Science kit aside (although it makes a nice collectible) the album is ambient much in the way of Alio Die, Vidna Obmana, and maybe to an extent Brian Eno, and yet in places unlike them too. While not dealing strictly in drone, the album has an overall placid feel with elongated sustain of atmospheres that can be construed as drone-like. There is one long track (50:30) comprised of episodes with brief space between them. There is enough variety between these ambiences to keep things interesting and non-monotonous. In fact, as drone-based ambient albums go, this one leans toward the superb side.
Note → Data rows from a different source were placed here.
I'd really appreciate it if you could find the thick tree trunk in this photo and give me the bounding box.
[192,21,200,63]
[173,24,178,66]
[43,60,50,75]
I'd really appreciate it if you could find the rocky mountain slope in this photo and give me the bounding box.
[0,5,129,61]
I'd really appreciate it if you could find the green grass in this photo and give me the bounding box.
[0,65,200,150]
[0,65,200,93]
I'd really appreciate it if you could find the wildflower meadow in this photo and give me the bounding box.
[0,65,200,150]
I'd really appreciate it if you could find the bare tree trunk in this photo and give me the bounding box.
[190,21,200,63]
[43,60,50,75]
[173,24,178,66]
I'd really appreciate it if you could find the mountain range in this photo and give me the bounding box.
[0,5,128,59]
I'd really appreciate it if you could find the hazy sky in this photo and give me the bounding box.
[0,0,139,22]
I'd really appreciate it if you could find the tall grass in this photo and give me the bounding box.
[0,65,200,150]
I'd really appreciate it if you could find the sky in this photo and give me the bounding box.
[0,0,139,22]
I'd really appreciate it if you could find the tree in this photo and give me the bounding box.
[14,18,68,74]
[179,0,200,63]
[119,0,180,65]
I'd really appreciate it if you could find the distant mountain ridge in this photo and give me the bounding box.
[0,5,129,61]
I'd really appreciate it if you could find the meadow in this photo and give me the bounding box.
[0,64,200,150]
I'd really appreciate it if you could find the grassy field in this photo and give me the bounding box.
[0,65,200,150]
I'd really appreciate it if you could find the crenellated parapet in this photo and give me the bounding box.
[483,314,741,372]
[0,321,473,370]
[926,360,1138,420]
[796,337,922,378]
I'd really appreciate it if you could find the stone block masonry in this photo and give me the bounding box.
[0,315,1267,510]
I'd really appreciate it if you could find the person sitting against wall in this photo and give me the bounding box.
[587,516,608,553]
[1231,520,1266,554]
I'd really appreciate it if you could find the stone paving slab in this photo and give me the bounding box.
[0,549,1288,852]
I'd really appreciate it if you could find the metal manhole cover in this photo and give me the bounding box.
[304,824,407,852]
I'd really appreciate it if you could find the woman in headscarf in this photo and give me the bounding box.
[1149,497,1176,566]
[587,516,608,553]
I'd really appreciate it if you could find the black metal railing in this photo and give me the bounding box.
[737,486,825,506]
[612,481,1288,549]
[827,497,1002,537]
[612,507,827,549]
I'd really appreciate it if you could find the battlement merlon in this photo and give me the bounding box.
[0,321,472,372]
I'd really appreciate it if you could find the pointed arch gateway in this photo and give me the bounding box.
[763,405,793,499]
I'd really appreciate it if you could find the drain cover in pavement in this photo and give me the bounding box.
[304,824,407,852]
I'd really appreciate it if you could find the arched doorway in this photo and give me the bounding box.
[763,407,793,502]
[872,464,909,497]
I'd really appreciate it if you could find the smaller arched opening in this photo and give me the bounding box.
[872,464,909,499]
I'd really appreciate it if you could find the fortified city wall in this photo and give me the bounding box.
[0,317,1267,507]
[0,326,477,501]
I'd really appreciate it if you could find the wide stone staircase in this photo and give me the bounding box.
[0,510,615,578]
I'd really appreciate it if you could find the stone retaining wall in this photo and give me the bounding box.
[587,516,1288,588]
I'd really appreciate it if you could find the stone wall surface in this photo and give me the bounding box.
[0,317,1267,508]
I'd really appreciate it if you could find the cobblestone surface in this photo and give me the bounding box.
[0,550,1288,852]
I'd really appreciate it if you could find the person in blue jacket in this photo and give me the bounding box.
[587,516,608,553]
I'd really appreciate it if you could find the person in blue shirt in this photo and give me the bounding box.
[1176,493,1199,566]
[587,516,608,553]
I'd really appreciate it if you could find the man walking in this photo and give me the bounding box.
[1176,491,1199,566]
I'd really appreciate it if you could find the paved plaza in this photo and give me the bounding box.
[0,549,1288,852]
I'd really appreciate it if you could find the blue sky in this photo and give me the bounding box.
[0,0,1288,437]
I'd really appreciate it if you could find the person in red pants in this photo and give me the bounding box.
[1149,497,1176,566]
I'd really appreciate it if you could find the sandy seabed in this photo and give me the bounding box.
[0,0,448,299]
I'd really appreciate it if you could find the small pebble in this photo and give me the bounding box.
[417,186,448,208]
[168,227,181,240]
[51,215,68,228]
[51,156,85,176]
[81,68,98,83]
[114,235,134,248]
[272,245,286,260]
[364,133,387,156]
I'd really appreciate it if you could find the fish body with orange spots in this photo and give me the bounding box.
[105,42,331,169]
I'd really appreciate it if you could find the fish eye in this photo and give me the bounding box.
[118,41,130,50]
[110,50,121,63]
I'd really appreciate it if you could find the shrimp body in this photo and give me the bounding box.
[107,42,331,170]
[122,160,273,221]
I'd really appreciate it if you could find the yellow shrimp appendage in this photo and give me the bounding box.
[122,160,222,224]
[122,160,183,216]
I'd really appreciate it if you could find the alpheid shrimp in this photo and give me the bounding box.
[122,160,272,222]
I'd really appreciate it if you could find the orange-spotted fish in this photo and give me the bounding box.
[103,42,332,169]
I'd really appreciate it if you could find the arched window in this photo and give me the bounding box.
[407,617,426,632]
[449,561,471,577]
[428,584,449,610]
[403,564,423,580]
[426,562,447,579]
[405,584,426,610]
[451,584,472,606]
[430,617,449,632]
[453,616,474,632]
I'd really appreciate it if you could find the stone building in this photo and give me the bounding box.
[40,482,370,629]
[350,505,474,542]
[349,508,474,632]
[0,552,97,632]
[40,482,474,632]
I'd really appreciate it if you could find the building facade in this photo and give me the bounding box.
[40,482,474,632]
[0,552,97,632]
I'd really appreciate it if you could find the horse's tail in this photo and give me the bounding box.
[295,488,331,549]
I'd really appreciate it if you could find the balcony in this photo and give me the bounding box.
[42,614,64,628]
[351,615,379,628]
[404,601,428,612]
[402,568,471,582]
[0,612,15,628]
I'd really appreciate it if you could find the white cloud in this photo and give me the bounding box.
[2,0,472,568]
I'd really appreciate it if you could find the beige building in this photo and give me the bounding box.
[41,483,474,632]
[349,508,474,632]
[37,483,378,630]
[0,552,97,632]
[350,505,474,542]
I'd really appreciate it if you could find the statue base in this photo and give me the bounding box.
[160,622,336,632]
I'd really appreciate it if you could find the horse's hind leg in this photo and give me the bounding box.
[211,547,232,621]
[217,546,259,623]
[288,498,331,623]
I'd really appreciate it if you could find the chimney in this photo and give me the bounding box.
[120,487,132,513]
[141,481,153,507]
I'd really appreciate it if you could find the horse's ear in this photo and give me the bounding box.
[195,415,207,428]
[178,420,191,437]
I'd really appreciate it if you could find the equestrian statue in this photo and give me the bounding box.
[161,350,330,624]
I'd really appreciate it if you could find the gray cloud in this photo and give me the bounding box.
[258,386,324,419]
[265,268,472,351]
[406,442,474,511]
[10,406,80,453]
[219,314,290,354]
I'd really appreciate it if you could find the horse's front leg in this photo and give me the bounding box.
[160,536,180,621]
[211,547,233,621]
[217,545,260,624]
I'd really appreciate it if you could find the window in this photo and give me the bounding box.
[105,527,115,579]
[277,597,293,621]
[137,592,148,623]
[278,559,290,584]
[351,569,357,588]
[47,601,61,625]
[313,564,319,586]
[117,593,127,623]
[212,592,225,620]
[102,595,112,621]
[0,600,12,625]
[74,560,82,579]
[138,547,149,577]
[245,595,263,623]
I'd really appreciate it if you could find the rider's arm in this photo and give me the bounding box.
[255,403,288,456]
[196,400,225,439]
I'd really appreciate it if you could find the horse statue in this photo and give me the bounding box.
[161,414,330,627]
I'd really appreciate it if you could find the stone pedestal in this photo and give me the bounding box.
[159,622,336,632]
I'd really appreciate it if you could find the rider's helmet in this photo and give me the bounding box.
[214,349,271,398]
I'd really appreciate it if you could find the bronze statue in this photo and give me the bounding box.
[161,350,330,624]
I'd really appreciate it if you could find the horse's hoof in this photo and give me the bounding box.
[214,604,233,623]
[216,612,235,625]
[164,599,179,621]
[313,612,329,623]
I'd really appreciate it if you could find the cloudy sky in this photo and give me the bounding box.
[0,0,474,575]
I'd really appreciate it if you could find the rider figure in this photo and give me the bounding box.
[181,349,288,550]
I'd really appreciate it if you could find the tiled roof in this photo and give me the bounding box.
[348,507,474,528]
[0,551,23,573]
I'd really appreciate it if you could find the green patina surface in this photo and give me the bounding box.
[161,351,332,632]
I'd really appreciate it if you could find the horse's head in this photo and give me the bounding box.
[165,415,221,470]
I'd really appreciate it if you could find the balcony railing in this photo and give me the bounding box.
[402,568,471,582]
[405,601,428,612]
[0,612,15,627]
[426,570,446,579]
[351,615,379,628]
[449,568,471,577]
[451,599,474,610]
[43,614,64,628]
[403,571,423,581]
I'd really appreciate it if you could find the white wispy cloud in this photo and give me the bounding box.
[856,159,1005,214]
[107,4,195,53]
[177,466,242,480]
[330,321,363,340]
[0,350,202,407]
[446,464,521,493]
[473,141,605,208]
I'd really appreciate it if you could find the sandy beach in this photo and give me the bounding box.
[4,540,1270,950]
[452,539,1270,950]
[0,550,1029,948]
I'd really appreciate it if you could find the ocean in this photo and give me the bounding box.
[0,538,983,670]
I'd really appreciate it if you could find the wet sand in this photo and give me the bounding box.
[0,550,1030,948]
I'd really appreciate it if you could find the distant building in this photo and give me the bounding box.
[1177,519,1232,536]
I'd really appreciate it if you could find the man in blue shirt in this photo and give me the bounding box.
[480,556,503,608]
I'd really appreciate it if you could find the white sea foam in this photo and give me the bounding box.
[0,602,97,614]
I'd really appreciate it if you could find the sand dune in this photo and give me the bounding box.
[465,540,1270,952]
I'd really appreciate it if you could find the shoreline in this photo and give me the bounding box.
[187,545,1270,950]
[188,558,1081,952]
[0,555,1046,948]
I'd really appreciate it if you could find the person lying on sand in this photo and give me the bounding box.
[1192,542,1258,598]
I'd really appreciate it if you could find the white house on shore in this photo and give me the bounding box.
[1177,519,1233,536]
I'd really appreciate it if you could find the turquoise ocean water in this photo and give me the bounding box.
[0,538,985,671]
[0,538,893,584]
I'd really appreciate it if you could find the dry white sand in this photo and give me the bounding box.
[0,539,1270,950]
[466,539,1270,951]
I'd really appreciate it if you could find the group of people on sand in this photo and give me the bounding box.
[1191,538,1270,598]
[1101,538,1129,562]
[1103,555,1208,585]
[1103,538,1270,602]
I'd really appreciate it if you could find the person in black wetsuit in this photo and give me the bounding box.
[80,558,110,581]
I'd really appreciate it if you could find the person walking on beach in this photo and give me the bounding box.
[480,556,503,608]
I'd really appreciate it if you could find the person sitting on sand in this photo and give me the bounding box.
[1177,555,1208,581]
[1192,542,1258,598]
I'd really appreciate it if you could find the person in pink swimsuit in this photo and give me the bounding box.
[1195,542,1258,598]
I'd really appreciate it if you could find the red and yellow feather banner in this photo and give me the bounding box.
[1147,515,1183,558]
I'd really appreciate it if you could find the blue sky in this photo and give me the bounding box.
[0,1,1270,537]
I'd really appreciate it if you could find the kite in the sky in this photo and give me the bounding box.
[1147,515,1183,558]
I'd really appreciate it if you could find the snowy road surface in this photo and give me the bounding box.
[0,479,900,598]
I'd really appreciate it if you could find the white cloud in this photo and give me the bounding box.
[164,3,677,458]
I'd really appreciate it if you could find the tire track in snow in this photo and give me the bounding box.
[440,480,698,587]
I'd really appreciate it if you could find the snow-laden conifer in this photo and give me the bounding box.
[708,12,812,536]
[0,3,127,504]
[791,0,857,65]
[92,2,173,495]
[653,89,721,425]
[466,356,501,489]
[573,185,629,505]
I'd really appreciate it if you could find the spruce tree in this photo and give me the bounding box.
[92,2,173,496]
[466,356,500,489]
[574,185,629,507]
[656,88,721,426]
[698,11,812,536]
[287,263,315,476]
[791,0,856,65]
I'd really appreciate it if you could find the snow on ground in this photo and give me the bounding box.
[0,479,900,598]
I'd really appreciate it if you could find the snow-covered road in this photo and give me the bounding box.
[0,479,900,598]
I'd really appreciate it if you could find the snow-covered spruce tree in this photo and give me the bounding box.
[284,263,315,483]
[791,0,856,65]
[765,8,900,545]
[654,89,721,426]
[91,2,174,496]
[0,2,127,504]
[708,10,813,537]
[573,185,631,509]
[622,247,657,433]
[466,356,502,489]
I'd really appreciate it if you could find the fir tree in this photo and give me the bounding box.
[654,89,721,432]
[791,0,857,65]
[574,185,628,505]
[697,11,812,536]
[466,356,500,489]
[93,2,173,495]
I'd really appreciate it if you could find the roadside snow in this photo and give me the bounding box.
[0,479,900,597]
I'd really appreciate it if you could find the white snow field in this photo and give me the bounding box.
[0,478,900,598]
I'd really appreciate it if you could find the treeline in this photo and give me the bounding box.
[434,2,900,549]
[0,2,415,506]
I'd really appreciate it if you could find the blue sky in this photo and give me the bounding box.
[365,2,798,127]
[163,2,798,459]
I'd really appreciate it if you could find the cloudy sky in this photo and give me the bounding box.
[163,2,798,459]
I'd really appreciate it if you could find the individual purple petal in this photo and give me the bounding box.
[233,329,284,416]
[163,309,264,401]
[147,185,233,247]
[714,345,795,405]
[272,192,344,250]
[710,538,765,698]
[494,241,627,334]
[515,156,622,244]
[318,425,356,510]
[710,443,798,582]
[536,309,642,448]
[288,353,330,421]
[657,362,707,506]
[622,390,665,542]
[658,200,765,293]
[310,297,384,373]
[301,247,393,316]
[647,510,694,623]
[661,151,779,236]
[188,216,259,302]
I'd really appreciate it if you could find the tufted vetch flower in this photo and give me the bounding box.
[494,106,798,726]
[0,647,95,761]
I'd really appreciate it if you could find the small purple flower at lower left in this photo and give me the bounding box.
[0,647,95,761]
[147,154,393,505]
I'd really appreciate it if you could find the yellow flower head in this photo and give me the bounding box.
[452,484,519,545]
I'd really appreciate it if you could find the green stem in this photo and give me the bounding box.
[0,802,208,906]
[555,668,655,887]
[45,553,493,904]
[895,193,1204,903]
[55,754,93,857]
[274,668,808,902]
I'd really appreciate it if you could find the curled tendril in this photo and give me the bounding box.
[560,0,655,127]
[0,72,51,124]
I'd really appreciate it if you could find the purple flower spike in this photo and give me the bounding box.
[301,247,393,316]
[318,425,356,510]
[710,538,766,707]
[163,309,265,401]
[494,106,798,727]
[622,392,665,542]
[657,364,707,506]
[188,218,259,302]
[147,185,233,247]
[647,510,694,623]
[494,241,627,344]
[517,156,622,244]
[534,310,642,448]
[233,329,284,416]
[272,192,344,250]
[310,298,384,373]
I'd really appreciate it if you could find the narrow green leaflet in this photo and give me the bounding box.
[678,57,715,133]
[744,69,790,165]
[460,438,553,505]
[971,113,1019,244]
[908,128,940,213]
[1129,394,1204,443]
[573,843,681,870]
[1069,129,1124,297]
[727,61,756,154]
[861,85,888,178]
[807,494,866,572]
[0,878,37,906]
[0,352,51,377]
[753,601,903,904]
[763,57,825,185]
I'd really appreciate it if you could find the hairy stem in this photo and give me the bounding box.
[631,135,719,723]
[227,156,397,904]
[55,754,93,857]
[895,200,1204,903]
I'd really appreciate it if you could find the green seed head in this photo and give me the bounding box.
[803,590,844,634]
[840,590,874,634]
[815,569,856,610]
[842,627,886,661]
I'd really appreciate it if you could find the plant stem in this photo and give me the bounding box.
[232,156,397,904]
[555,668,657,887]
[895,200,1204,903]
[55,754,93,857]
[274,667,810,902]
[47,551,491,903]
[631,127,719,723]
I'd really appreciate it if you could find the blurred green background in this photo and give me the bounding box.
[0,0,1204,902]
There is only one problem- throughout the album is the (faux) sound of vinyl on a turntable, as if you're listening to a record instead of a CD, or a record that was transferred to CD. Purists may find this quite annoying. On my first listen I found it so distracting that it was all I could think about. I remembered why I stopped listening to my ambient albums on vinyl, as over time the snap, crackle, pop just became a nuisance and distraction. I'm sure it was Fescal's intention to incorporate the vinyl listening experience into the sound of 'Alchemical Wanderings,' but to me it seems as though the purpose would have been better served releasing it on record rather than disc and let it occur naturally. The one advantage is that it won't get any worse or more predominant as it could on vinyl. If the music wasn't so subtle I could abide it, but there is no question that the stylus-on-plastic effect cannot be easily overlooked. Perhaps over time and repeated listenings one may become used to it, but I for one would have preferred a cleaner sound.

Still, this is a worthy effort, and probably worth owning as its limited release and unusual packaging will assure this one increases in value over time.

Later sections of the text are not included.